A combination of fungi and compost could make lunar regolith more fertile and one day help astronauts grow crops on the Moon, according to new research based on experiments on gram plants.
but future outposts moon There will be a need to be as self-reliant as possible to avoid the high cost of constantly having to switch off supplies Earth. If crops can be grown on the Moon, it will be an important step in this direction.
The problem is that the dirt on the Moon – what we call regolith – isn’t particularly good for growing plants.
Unlike soil on Earth, which is full of organic matter, regolith contains no microorganisms and no organic matter in general. And, while it contains some important nutrients, it is also full of toxic metals like aluminum, copper, and zinc. Additionally, it is not particularly permeable to water – which is a problem when you want to water your crops.
Therefore, scientists aim to treat lunar regolith to make it more suitable for growing plants. Many experiments have been done with this. Now, a team of scientists has discovered a new mixture that includes organic materials commonly used for soil regeneration on Earth that increases the fertility of regolith.
“The research is about understanding the feasibility of growing crops on the Moon,” study leader Sara Santos of the University of Texas said in a statement. “How do we convert this regolith into soil? What kinds of natural mechanisms could cause this conversion?”
When experimenting with lunar regolith, scientists use simulants, which are artificial mixtures designed to be as close to the real thing as possible. This is because samples of actual lunar regolith are rare and scientifically valuable.
In their experiment, Santos’ team added different concentrations of vermicompost to several samples of a simulant based on actual regolith that was brought back to Earth. apollo mission. Vermicompost is a compost produced by red wiggler worms that prefer to decompose biowaste such as food scraps, hygiene products and cotton clothes, recycling them instead of throwing them away.
To some of these samples they also added arbuscular mycorrhizal fungi, or AMF for short, while other samples contained only AMF with no vermicompost, providing a mixture of different abundances for contrast and comparison.

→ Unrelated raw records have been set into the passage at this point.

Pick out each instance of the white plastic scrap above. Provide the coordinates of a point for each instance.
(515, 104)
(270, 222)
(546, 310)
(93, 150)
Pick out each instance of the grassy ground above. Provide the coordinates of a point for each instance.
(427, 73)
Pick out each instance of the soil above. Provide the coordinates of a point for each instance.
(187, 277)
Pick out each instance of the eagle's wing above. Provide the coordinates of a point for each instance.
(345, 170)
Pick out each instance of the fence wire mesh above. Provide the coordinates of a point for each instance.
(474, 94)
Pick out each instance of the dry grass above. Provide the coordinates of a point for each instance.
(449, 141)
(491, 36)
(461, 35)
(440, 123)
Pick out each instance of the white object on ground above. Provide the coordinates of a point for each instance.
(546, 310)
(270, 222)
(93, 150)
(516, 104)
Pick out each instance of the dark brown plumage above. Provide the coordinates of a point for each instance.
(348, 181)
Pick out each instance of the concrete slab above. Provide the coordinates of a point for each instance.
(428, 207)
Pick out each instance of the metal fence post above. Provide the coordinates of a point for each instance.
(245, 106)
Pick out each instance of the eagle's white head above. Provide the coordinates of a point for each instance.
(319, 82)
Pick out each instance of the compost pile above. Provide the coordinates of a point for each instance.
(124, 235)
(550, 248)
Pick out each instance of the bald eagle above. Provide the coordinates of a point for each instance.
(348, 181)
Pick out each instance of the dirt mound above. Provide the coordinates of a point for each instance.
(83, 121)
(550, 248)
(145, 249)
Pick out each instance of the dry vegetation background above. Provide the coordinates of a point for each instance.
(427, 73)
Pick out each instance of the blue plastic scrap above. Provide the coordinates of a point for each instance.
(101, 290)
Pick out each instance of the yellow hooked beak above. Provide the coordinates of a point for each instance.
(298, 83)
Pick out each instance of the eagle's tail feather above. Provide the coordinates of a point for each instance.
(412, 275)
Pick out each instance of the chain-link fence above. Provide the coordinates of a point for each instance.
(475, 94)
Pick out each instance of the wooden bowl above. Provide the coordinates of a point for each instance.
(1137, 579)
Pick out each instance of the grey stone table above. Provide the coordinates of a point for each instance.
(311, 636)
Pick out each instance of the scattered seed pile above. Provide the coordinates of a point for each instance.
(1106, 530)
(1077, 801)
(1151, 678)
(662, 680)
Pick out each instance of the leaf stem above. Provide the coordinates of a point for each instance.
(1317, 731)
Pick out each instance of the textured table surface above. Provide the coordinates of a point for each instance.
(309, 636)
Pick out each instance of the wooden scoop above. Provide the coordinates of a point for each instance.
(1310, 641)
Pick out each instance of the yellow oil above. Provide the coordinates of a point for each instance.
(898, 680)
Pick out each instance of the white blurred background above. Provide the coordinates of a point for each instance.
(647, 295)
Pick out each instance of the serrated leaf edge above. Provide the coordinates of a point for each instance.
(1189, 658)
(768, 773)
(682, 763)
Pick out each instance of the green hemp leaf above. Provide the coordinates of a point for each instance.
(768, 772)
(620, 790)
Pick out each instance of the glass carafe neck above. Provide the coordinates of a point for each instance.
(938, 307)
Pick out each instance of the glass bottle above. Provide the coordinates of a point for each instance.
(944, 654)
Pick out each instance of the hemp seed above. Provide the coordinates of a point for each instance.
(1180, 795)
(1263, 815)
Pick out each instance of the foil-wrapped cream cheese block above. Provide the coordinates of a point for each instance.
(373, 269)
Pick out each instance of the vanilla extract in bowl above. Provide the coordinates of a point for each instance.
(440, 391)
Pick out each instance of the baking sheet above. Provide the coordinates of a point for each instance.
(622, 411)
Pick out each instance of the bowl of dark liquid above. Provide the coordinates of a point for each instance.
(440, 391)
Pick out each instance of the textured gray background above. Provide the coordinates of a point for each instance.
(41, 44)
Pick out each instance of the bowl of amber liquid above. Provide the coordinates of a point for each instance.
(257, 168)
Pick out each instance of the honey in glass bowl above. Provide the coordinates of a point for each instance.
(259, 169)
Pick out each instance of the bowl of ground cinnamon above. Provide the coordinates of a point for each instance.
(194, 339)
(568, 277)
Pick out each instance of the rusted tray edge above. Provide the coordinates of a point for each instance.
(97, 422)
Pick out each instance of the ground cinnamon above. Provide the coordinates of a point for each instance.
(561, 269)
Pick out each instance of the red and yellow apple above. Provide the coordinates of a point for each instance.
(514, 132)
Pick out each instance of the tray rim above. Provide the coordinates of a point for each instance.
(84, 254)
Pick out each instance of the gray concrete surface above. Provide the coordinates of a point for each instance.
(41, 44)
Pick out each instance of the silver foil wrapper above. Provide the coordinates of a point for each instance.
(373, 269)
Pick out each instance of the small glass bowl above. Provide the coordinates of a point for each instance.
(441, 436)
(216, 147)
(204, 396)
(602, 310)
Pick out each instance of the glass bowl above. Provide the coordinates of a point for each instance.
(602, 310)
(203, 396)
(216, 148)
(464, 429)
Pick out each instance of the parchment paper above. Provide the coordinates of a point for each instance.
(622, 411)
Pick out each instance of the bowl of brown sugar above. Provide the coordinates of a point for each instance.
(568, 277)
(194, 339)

AMF is a fungus commonly found in the Earth’s soil. This has many positive benefits, such as improving the circulation of nutrients in the soil while reducing the abundance of toxic metals, and even producing a protein that helps bind soil particles together, reducing the amount of erosion that occurs.

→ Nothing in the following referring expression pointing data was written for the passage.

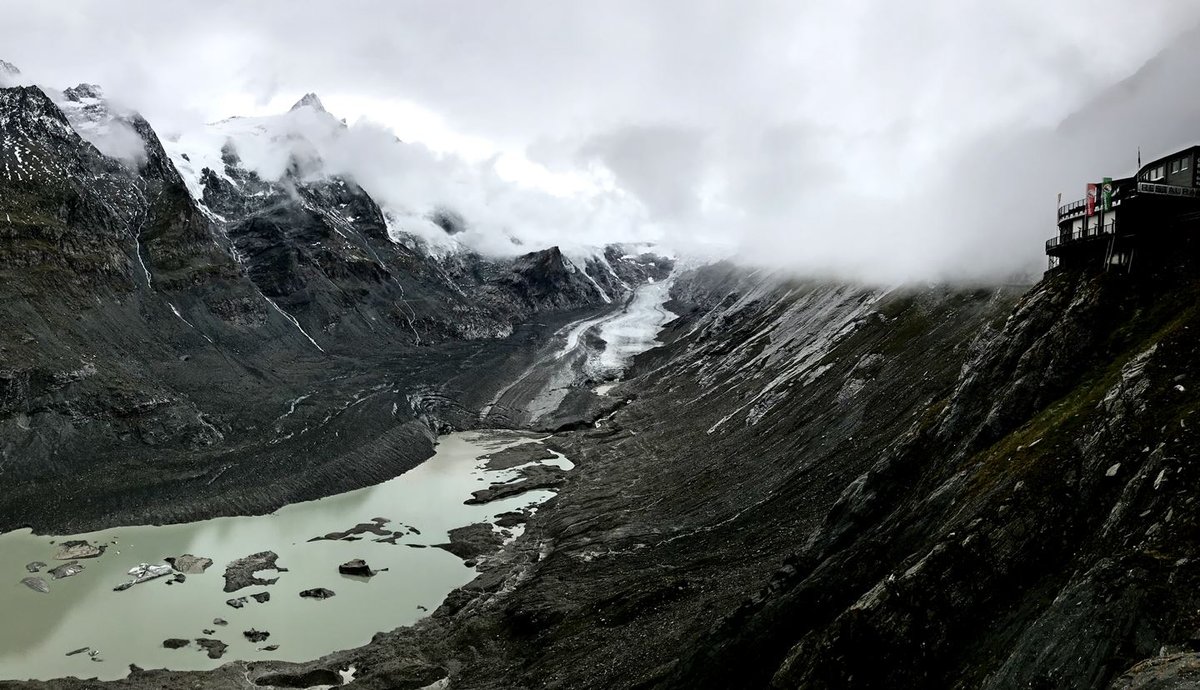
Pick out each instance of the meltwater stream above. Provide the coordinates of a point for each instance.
(39, 629)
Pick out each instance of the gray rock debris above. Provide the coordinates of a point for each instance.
(143, 573)
(66, 570)
(190, 564)
(36, 585)
(77, 549)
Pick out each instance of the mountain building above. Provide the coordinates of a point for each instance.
(1123, 220)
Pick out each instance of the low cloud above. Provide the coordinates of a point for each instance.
(859, 138)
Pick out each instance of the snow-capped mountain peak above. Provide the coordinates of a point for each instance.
(9, 75)
(310, 101)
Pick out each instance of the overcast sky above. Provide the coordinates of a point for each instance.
(869, 137)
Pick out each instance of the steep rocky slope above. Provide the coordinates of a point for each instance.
(167, 357)
(825, 486)
(809, 485)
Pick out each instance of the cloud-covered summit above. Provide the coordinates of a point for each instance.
(858, 137)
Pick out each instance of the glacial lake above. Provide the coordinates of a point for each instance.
(39, 629)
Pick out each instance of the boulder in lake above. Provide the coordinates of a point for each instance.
(36, 585)
(66, 570)
(355, 567)
(190, 564)
(77, 549)
(143, 573)
(318, 593)
(214, 647)
(240, 573)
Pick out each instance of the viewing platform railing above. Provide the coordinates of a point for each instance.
(1090, 233)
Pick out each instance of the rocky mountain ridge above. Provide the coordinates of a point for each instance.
(159, 347)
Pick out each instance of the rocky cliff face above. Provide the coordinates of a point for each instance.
(810, 485)
(827, 486)
(189, 343)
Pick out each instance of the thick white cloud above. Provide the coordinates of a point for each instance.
(868, 137)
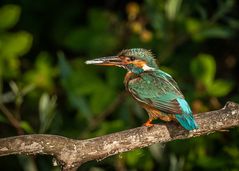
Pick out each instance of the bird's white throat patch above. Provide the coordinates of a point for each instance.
(147, 68)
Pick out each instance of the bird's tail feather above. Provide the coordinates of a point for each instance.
(186, 119)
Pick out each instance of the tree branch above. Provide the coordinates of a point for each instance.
(72, 153)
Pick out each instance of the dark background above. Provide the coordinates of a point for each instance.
(47, 88)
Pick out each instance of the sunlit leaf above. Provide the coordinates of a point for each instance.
(26, 127)
(220, 88)
(9, 15)
(172, 7)
(15, 44)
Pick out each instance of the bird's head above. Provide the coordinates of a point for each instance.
(136, 60)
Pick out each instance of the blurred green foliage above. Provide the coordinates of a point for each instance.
(47, 88)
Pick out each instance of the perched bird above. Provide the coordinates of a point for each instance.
(155, 90)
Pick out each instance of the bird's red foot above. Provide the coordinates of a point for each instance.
(148, 123)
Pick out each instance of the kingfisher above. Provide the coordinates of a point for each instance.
(155, 90)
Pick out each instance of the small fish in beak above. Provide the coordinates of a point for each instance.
(109, 61)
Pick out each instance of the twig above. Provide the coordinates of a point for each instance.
(72, 153)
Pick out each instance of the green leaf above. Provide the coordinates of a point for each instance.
(172, 7)
(203, 68)
(2, 119)
(9, 15)
(26, 127)
(213, 32)
(220, 88)
(15, 44)
(47, 107)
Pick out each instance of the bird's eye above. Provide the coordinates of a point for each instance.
(132, 58)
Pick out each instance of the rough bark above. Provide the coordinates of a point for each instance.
(72, 153)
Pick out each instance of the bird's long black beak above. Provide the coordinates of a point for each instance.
(108, 61)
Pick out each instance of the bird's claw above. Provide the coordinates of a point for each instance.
(148, 123)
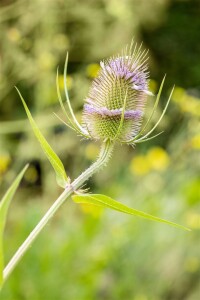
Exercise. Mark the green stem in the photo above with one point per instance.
(103, 158)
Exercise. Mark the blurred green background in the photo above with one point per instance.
(86, 253)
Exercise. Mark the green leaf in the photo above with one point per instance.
(105, 201)
(4, 204)
(55, 161)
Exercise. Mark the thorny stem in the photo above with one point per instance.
(105, 153)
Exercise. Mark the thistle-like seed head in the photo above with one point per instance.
(115, 105)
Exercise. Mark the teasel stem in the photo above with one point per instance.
(104, 156)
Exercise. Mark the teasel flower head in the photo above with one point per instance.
(115, 105)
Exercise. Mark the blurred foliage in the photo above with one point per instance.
(87, 253)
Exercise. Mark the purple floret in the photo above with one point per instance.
(105, 112)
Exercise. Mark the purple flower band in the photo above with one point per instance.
(105, 112)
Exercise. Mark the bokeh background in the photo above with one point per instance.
(86, 253)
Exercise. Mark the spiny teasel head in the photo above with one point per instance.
(115, 105)
(116, 102)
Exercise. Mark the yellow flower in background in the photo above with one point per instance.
(4, 162)
(14, 34)
(158, 158)
(140, 165)
(92, 70)
(195, 142)
(61, 82)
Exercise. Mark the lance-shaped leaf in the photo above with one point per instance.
(105, 201)
(55, 161)
(4, 205)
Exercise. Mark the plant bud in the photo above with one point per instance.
(115, 105)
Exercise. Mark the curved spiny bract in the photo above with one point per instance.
(115, 105)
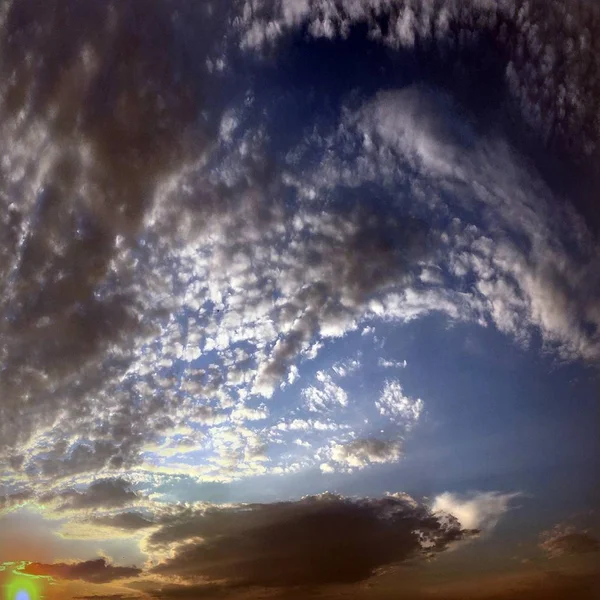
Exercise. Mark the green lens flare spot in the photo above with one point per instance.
(24, 588)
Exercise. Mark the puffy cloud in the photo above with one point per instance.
(315, 541)
(126, 521)
(393, 403)
(565, 540)
(105, 493)
(362, 452)
(325, 394)
(93, 571)
(482, 510)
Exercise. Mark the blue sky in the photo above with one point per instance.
(299, 296)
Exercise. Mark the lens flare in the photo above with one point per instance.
(23, 587)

Santos’ team grew gram plants in all these samples. They also had some chickpeas growing in normal, terrestrial soil that they could use as controls to compare all the regolith-grown chickpea plants to.
Over time, Santos’ team compared the growth of chickpea plants and the volume and weight of their seeds in different samples. They found that chickpea plants only flowered and produced seeds in samples that were treated with both vermicompost and AMF, and that contained no more than 75% regolith. Higher concentrations caused severe symptoms of stress in plants.

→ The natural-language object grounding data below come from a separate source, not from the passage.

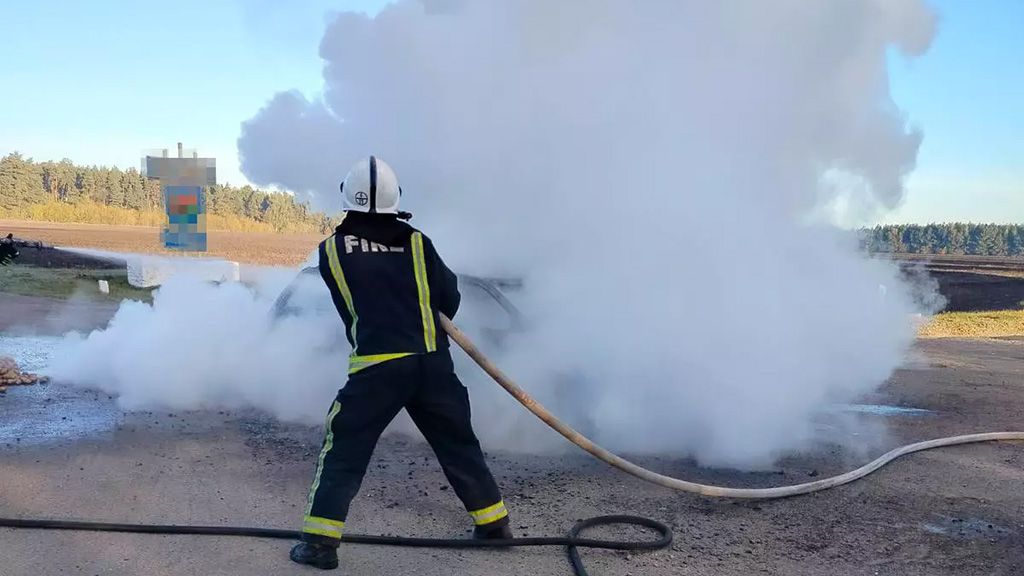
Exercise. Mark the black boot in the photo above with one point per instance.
(497, 531)
(320, 556)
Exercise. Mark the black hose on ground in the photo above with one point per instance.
(571, 542)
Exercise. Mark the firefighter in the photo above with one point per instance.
(8, 252)
(389, 284)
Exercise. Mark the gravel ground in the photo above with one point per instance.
(72, 454)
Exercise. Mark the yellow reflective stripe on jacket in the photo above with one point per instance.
(423, 287)
(323, 526)
(328, 445)
(489, 513)
(339, 280)
(356, 363)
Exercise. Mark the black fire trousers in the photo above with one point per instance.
(427, 387)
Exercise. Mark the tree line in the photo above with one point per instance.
(957, 238)
(64, 186)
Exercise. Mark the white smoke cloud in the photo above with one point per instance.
(649, 169)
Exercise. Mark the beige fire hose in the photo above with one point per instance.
(702, 489)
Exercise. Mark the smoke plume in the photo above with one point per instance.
(656, 172)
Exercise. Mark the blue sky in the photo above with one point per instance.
(100, 82)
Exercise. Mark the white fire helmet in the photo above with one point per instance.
(371, 187)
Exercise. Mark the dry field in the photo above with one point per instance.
(251, 247)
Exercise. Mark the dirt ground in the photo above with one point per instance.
(254, 248)
(68, 453)
(72, 454)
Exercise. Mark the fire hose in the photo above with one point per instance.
(572, 541)
(702, 489)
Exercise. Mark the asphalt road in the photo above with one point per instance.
(72, 454)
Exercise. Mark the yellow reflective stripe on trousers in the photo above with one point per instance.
(356, 363)
(339, 280)
(489, 513)
(423, 287)
(323, 526)
(328, 445)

However, even below 75% regolith, things were not perfect. For example, compared to control plants grown in terrestrial soil, plants in simulants produce fewer seeds. However, the weight of individual seeds of those plants grown with 25–50% vermicompost was equal to that of the control plants. Dry shoot and root mass were also significantly greater in plants grown side by side treated with AMF, suggesting that the presence of AMF was aiding plant growth.
Scientists say that at present it is not clear how suitable the gram grown in regolith is for eating.
“We want to understand their feasibility as a food source,” says Jessica Atkin, Ph.D. candidate at Texas A&M University and lead author of the study said in the statement. “How healthy are they? Do they contain the nutrients astronauts need? If they’re not safe to eat, how many generations will they last?”
Still, the findings lend credence to the idea that crops could one day be grown in lunar regolith to aid astronauts living in a lunar outpost. Indeed, AMF fungi successfully colonized and survived the simulant, suggesting that terrestrial organisms can find a home in lunar regolith.
By better altering the soil-regeneration strategies adopted here by Santos and Atkins’ team, it may also be possible to improve the fertility of the regolith, and over time turn it into a seemingly self-sustaining soil that is rich in organic molecules and microbial life.
The research is described in a paper published March 5 in the journal scientific report.